Europäisches Parlament schlägt Aufnahme von "Ökozid" in EU-Recht vor
Nach einem historischen einstimmigen Votum des Rechtsausschusses hat das Europäische Parlament heute seine Unterstützung für die Aufnahme des Begriffs "Ökozid" in die überarbeitete EU-Richtlinie über Umweltkriminalität bekannt gegeben.
Am vergangenen Dienstag, den 21. März, hat der Rechtsausschuss des Europäischen Parlaments einstimmig dafür gestimmt, dass die schwersten Umweltverbrechen - weithin bekannt als "Ökozid" - nach EU-Recht verurteilt werden sollen¹.
Das Europäische Parlament hat heute auf seiner monatlichen Plenarsitzung offiziell seine Unterstützung für die Aufnahme von Straftaten auf der Ebene Ökozid in die überarbeitete Richtlinie der Europäischen Union über den strafrechtlichen Schutz der Umwelt erklärt .
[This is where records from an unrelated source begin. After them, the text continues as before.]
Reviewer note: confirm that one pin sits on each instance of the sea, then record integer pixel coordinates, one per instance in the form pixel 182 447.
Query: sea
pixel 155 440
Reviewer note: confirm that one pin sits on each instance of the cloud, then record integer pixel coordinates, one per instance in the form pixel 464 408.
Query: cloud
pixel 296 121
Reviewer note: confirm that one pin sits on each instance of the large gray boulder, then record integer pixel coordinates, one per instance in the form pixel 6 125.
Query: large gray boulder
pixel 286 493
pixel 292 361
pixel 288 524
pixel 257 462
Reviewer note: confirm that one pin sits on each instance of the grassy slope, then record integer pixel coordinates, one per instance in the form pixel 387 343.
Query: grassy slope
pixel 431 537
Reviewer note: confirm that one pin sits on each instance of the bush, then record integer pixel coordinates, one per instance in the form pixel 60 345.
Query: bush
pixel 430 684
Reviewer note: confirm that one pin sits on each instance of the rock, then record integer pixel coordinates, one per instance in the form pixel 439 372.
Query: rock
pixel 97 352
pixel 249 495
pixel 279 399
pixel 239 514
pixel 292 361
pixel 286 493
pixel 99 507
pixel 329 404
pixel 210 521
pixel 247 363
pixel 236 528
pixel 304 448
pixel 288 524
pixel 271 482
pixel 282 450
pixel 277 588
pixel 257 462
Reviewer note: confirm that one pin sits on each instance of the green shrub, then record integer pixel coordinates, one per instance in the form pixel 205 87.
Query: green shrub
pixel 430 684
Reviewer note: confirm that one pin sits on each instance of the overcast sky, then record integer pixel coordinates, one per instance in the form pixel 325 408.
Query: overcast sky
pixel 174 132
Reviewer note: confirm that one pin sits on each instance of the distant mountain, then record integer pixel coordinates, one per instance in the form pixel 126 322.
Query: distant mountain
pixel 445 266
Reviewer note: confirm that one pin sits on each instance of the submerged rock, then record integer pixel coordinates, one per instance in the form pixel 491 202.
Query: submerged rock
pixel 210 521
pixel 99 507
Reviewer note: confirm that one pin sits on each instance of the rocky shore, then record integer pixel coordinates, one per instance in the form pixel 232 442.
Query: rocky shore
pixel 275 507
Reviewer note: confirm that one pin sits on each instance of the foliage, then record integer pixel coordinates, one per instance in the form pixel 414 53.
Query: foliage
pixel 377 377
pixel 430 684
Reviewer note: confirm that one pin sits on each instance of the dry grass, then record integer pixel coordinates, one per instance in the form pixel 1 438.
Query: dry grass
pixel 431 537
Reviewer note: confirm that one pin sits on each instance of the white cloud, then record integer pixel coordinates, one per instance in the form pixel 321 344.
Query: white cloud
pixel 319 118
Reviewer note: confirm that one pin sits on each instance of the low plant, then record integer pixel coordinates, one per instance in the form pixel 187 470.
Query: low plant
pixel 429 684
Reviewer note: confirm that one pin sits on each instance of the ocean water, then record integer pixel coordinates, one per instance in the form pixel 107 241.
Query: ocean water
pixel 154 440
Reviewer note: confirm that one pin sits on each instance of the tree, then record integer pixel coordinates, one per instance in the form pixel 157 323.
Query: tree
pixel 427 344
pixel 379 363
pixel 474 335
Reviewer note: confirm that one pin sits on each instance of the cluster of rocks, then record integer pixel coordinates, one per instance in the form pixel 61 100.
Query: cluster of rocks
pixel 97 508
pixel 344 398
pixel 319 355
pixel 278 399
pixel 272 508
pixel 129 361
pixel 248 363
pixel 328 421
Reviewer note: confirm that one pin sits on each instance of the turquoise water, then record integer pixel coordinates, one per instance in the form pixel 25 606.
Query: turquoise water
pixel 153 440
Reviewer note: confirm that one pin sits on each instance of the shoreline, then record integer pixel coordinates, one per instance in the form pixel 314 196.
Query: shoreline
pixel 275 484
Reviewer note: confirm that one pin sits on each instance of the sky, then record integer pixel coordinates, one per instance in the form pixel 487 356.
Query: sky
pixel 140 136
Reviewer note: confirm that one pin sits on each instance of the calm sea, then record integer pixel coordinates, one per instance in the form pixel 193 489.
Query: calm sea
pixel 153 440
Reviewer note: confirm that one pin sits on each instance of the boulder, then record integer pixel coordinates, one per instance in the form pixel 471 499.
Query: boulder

"Es ist sehr ermutigend, dass das Europäische Parlament das Konzept von Ökozid ernst nimmt. Wie bei Völkermord und Verbrechen gegen die Menschlichkeit im Jahr 1945 ist die Weltgemeinschaft heute mit einer neuen Art von Bedrohung konfrontiert: einer schweren und weit verbreiteten oder langfristigen Schädigung der Umwelt, die gegen bestehende rechtliche Verpflichtungen verstößt und dem neu entstehenden Konzept von Ökozid entspricht. Dies ist ein sehr bedeutender erster Schritt, da die EU versucht, eine Führungsrolle zu übernehmen, um die Region und die Welt in eine umweltfreundlichere Zukunft zu führen." - Professor Philippe Sands KC, internationaler Rechtsanwalt und Schriftsteller, Ko-Vorsitzender des unabhängigen Expertengremiums² für die rechtliche Definition von Ökozid.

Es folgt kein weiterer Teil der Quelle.